At present, neither the Marriage Act nor the Family Law Act includes a formal definition of the parties — that the union is between a man and a woman has only been assumed. A case some months ago involving a couple where one of the parties was a transsexual highlighted the legal complexities raised by this assumption. In particular, the court questioned whether the Marriage Act adequately reflects contemporary understanding of what constitutes a union — even if when the legislation was framed the assumption that a man and a woman were involved was a fair one.
The Government proposal, the Prime Minister said, would insert into the Marriage Act “the commonly accepted definition of a marriage as the union of a man and a woman to the exclusion of all others voluntarily entered into for life”. This would prevent couples who marry in overseas jurisdictions that formalise same-sex unions, such as Canada and some states in the US, from having their marriages legally recognised in Australia.

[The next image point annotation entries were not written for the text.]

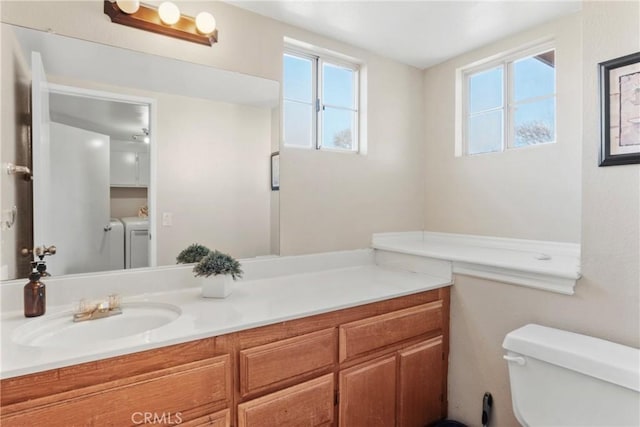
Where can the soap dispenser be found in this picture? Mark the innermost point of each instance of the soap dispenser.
(34, 294)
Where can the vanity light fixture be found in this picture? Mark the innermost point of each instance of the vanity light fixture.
(166, 20)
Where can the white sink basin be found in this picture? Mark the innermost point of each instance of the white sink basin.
(60, 330)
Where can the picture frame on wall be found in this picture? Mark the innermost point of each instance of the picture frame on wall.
(275, 171)
(620, 110)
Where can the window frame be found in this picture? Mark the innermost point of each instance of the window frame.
(506, 62)
(317, 83)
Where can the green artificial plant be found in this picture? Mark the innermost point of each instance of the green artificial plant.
(193, 253)
(215, 263)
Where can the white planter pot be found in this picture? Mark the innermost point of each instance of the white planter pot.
(219, 286)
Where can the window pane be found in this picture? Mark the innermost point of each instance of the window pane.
(338, 130)
(534, 76)
(297, 78)
(534, 123)
(297, 124)
(338, 86)
(485, 90)
(485, 132)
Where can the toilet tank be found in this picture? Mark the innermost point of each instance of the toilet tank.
(560, 378)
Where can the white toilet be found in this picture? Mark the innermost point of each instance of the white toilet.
(560, 378)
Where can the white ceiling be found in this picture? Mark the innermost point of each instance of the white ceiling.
(419, 33)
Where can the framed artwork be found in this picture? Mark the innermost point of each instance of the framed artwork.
(620, 110)
(275, 171)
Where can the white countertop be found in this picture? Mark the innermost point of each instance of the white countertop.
(253, 303)
(550, 266)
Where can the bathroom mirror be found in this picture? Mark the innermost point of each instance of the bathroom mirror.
(188, 144)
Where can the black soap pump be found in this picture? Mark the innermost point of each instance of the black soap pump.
(35, 292)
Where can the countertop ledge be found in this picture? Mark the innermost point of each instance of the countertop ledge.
(253, 303)
(549, 266)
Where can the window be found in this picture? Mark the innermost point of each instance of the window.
(509, 102)
(320, 102)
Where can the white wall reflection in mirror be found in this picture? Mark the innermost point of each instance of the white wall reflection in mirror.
(186, 144)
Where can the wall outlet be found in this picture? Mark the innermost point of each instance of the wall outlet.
(167, 219)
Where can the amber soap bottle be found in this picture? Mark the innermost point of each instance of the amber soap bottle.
(34, 296)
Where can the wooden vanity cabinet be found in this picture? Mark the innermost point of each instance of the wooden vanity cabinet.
(379, 364)
(384, 363)
(183, 384)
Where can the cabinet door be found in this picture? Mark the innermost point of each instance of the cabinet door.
(123, 168)
(308, 404)
(368, 394)
(420, 383)
(186, 392)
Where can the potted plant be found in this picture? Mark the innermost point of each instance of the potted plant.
(193, 253)
(218, 271)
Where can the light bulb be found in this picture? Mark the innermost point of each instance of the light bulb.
(205, 23)
(128, 6)
(169, 13)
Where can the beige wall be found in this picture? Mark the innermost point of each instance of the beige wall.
(15, 191)
(214, 177)
(554, 192)
(327, 201)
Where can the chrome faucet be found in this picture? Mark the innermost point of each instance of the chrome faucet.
(97, 310)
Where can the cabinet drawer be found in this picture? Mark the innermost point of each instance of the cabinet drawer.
(307, 404)
(219, 419)
(367, 335)
(187, 391)
(285, 361)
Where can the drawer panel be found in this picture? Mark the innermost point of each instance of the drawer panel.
(367, 335)
(284, 361)
(219, 419)
(308, 404)
(182, 392)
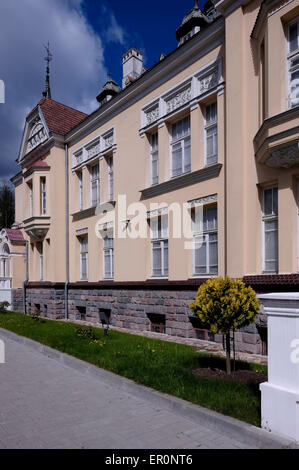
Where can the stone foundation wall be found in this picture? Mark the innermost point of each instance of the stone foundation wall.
(50, 302)
(129, 308)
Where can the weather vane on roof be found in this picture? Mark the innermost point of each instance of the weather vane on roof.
(48, 58)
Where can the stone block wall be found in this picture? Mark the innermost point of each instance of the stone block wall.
(129, 308)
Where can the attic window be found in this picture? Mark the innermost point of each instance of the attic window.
(37, 135)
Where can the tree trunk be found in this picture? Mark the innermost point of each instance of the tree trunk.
(228, 364)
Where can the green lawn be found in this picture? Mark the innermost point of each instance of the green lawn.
(161, 365)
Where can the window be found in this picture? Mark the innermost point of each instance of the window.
(154, 158)
(159, 246)
(157, 322)
(43, 196)
(181, 147)
(201, 331)
(110, 178)
(30, 187)
(211, 133)
(40, 248)
(205, 241)
(293, 64)
(80, 191)
(95, 184)
(81, 313)
(84, 258)
(108, 256)
(270, 230)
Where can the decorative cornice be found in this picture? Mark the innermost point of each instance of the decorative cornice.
(202, 200)
(187, 93)
(275, 120)
(177, 61)
(266, 11)
(34, 169)
(82, 231)
(187, 179)
(284, 157)
(157, 212)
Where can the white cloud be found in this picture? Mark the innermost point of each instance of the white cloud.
(77, 72)
(115, 33)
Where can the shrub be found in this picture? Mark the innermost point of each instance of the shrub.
(86, 333)
(224, 305)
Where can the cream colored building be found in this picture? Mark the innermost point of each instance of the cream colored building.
(215, 125)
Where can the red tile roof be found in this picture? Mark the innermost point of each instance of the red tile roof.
(59, 117)
(39, 164)
(14, 235)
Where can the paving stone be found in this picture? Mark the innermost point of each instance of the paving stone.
(46, 404)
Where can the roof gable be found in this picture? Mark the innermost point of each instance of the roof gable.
(48, 117)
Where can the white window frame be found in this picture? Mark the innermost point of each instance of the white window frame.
(160, 236)
(273, 217)
(41, 260)
(205, 235)
(110, 178)
(292, 55)
(180, 140)
(30, 185)
(95, 180)
(83, 253)
(108, 250)
(154, 157)
(209, 125)
(43, 183)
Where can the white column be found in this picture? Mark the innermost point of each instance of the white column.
(280, 395)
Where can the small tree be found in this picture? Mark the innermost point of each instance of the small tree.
(224, 305)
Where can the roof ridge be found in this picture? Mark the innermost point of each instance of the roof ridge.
(66, 105)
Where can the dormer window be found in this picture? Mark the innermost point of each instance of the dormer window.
(37, 135)
(293, 63)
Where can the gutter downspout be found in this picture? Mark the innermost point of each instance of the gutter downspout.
(27, 277)
(67, 255)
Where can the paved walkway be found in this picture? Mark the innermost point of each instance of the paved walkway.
(46, 404)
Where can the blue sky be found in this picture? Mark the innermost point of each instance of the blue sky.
(149, 26)
(87, 39)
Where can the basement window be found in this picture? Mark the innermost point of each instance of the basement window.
(157, 322)
(82, 313)
(201, 330)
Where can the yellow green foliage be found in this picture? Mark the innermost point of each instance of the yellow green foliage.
(225, 304)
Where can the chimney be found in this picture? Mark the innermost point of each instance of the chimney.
(132, 66)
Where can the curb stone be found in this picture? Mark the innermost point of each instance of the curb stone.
(245, 433)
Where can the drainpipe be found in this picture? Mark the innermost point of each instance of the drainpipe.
(67, 255)
(27, 278)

“We’ve decided to insert this into the Marriage Act to make it very plain that that is our view of a marriage and to also make it very plain that the definition of a marriage should rest in the hands ultimately of the parliament of the nation and should not over time potentially be subject to redefinition or change by courts,” Howard told reporters last Friday 27 May. “It is something that ought to be expressed through the elected representatives of the country and that is what we have decided to do.”
In a poll of visitors to The Sydney Morning Herald’s website, a majority said they were not concerned about the “erosion of [the] marriage institution”, despite claims by Attorney-General Philip Ruddock that the Government’s proposals are a response to “community concern”. Of 3,308 visitors, 54 per cent said they were “not at all concerned” and 10 per cent were “not very concerned”, while only 25 per cent were “very concerned”, 6 per cent were “moderately concerned” and 2 per cent were “a little concerned”.

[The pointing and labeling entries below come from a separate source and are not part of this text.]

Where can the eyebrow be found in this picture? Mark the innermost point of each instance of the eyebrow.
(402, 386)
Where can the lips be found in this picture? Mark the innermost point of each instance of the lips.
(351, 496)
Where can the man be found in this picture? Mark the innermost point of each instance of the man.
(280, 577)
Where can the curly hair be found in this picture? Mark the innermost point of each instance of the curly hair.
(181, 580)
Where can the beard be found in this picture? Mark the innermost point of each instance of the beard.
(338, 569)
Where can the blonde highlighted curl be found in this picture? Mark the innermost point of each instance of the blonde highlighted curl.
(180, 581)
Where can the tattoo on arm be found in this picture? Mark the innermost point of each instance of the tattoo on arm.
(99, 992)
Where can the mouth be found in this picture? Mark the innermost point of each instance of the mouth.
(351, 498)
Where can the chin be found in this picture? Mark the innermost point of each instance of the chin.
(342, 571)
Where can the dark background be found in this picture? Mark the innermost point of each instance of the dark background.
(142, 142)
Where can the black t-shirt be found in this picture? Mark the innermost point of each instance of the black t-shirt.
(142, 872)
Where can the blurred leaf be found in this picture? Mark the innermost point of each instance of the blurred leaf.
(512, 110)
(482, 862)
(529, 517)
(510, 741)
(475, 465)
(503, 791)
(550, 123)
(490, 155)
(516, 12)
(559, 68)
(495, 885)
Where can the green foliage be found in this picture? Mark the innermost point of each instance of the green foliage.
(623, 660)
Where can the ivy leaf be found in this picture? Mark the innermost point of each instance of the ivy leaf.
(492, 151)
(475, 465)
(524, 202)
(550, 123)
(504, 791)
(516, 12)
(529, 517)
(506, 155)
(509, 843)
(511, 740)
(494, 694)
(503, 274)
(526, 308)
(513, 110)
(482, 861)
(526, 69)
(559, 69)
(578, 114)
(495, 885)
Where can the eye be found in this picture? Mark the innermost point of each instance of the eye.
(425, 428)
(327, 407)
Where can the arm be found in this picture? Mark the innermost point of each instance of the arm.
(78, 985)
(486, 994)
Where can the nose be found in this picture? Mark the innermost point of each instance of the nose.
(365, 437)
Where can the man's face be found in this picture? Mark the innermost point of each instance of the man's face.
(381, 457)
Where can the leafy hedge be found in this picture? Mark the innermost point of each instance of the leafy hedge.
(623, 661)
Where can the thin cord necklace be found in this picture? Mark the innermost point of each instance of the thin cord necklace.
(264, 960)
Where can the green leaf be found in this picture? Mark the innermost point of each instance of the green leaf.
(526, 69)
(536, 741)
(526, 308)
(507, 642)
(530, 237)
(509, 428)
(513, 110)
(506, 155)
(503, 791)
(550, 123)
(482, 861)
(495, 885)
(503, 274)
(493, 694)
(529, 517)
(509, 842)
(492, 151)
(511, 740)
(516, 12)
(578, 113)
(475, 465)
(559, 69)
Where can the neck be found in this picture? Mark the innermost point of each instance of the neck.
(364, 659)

The Democrats’ Attorney-General and Justice spokesperson, Senator Brian Greig, has called for a Senate enquiry to study the results of banning civil marriage of same-sex couples as well as to explore the issues associated with same-sex parenting. Greig said a volatile pre-election environment was not the time or place in which to rush through legal changes that would have such a significant effect on many people’s lives. “The human rights of gay and lesbian people and their children should not be used as a cynical election wedge,” he said. “The Howard Government’s plans to block marriage rights for gay and lesbian couples wrongly sends the message that same-sex couples are not socially valid, significantly caring or worthy of legal protections. The proposed ban on overseas adoptions sends the message that gay and lesbian couples are not capable of offering a caring, stable family environment in which to raise children. This is absolutely appalling.”
The Government proposals also include amendments to the Family Law Act that would ensure same-sex couples “will not be eligible as prospective adoptive parents under any multilateral or bilateral agreement concerning the adoption of children to which Australia is a party,” the Prime Minister said.

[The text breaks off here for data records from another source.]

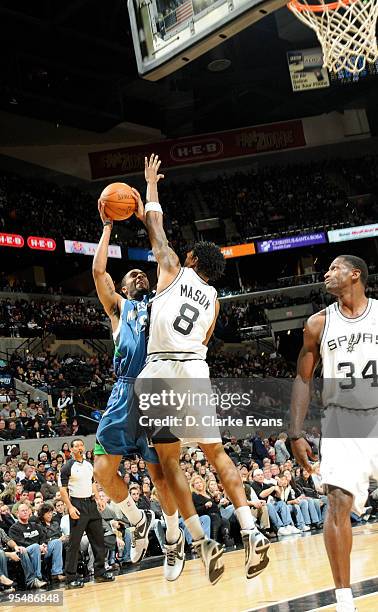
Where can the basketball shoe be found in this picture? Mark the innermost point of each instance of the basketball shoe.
(139, 536)
(211, 554)
(174, 558)
(256, 547)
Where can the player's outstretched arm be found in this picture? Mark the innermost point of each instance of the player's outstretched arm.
(168, 262)
(105, 288)
(307, 361)
(211, 328)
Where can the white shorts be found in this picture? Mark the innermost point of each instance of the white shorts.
(348, 462)
(198, 416)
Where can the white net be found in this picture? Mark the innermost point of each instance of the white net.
(346, 31)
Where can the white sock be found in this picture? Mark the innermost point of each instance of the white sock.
(345, 596)
(130, 510)
(245, 518)
(195, 528)
(173, 533)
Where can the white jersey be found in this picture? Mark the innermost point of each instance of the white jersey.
(349, 350)
(180, 318)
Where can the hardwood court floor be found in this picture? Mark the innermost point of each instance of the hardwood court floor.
(298, 579)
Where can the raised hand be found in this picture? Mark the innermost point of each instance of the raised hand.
(101, 210)
(140, 214)
(151, 169)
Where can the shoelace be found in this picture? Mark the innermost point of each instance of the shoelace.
(133, 538)
(135, 532)
(171, 555)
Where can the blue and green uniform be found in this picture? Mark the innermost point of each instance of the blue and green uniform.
(119, 431)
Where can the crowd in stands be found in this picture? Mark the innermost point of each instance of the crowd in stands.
(260, 202)
(284, 499)
(292, 197)
(48, 372)
(77, 319)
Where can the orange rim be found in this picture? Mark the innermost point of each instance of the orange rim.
(318, 8)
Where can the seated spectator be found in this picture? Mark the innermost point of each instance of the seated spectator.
(279, 513)
(134, 474)
(53, 537)
(48, 430)
(66, 451)
(24, 535)
(205, 505)
(59, 510)
(270, 449)
(31, 481)
(64, 402)
(295, 502)
(16, 554)
(233, 449)
(7, 477)
(8, 496)
(281, 452)
(41, 472)
(6, 517)
(50, 487)
(307, 486)
(258, 506)
(32, 537)
(259, 452)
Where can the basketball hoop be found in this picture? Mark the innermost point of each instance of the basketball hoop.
(345, 29)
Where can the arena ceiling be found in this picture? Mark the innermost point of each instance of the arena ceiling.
(73, 64)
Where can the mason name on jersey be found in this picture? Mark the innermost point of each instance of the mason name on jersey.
(352, 340)
(196, 295)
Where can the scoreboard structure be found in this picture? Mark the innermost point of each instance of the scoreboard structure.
(167, 34)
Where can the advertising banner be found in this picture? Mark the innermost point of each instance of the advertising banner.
(353, 233)
(41, 244)
(290, 242)
(306, 69)
(238, 250)
(12, 240)
(199, 149)
(89, 248)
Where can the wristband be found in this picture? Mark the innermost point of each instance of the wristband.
(153, 207)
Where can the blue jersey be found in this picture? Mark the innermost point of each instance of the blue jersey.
(130, 338)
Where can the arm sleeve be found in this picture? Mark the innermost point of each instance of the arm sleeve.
(65, 474)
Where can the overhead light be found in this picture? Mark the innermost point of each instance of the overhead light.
(219, 65)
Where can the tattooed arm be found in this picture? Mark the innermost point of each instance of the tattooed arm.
(106, 292)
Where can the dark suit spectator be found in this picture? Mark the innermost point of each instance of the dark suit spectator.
(31, 536)
(50, 487)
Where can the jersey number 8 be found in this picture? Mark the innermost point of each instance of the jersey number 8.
(185, 321)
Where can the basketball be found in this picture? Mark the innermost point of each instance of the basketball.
(120, 201)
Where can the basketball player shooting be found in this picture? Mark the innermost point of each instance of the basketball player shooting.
(183, 317)
(119, 433)
(344, 336)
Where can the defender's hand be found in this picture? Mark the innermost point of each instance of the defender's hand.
(101, 210)
(151, 169)
(140, 214)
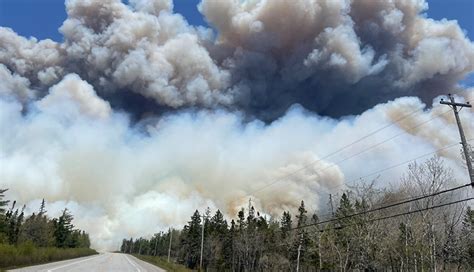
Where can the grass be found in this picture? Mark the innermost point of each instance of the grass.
(27, 254)
(163, 263)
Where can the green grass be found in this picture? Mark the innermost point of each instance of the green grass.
(163, 263)
(27, 254)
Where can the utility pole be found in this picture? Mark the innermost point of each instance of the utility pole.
(156, 244)
(454, 105)
(202, 241)
(330, 203)
(169, 248)
(298, 258)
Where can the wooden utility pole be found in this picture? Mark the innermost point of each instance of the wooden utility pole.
(330, 203)
(202, 241)
(298, 258)
(169, 248)
(454, 105)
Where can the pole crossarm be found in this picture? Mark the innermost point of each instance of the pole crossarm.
(454, 105)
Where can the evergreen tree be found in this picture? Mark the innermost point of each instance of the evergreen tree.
(63, 229)
(191, 242)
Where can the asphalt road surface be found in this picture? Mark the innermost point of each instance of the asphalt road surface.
(102, 262)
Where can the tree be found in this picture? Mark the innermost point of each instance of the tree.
(63, 229)
(3, 221)
(191, 241)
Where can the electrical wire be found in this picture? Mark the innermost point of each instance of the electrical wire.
(390, 216)
(346, 146)
(386, 206)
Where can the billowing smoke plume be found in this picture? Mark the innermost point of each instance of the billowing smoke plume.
(137, 118)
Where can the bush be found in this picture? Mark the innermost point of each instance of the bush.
(27, 254)
(161, 262)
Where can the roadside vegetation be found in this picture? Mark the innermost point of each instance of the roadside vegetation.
(163, 263)
(36, 239)
(440, 239)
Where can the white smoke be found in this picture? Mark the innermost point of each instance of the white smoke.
(64, 137)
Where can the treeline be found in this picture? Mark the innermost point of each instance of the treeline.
(26, 240)
(431, 239)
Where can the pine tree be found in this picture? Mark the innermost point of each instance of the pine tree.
(63, 229)
(191, 242)
(3, 220)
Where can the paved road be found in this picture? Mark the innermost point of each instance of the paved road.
(103, 262)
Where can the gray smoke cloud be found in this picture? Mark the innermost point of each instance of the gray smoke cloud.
(136, 118)
(333, 57)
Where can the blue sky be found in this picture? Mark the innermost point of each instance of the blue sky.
(42, 18)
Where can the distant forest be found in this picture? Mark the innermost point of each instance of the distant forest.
(37, 238)
(367, 229)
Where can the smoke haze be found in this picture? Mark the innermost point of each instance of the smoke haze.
(137, 118)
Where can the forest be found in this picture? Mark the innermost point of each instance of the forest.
(364, 228)
(37, 238)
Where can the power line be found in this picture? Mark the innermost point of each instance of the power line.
(346, 146)
(394, 166)
(386, 206)
(391, 216)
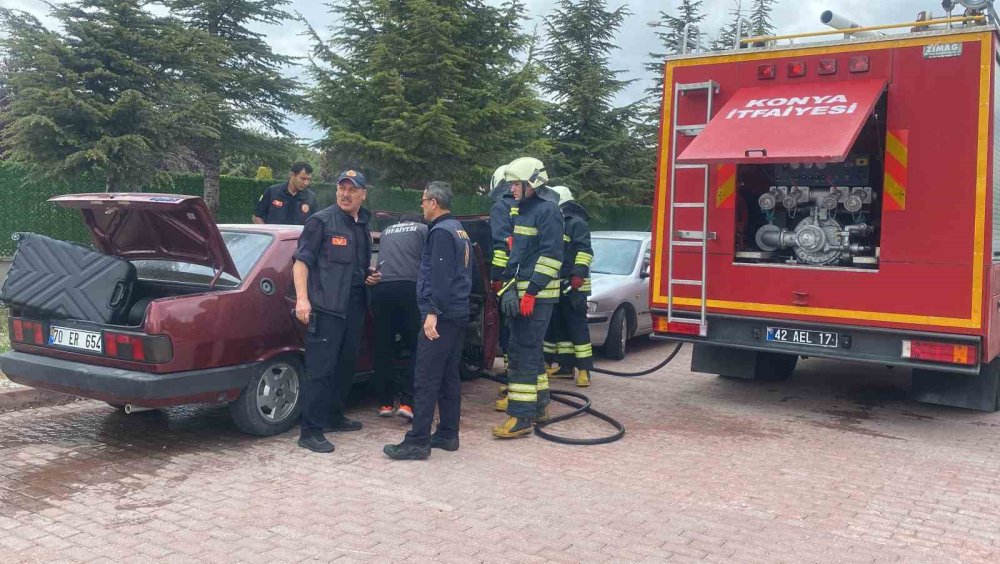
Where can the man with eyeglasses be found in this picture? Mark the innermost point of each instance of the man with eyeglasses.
(332, 279)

Proposed changes to the superannuation laws would, however, allow same-sex partners to receive superannuation death benefits taxed at the dependent’s concessional rate rather than the existing 30 per cent rate for non-dependents. Howard was quick to distance the Government’s super proposal from those relating to gay marriage and adoption. “The amendments to the definition of dependents will not alter the definition of a spouse, it will not specifically recognise same-sex relationships,” he said. “The purpose of these superannuation amendments is to recognise that irrespective of the social and legal character of a relationship, there does need to be a broadening of the category of people who can receive superannuation benefits without the tax penalties that currently apply to that broader category of people.”
Nevertheless, how long before it is asked in Parliament whether the plan for super might not be designed to sweeten the pill of outlawing the recognition of same-sex marriages?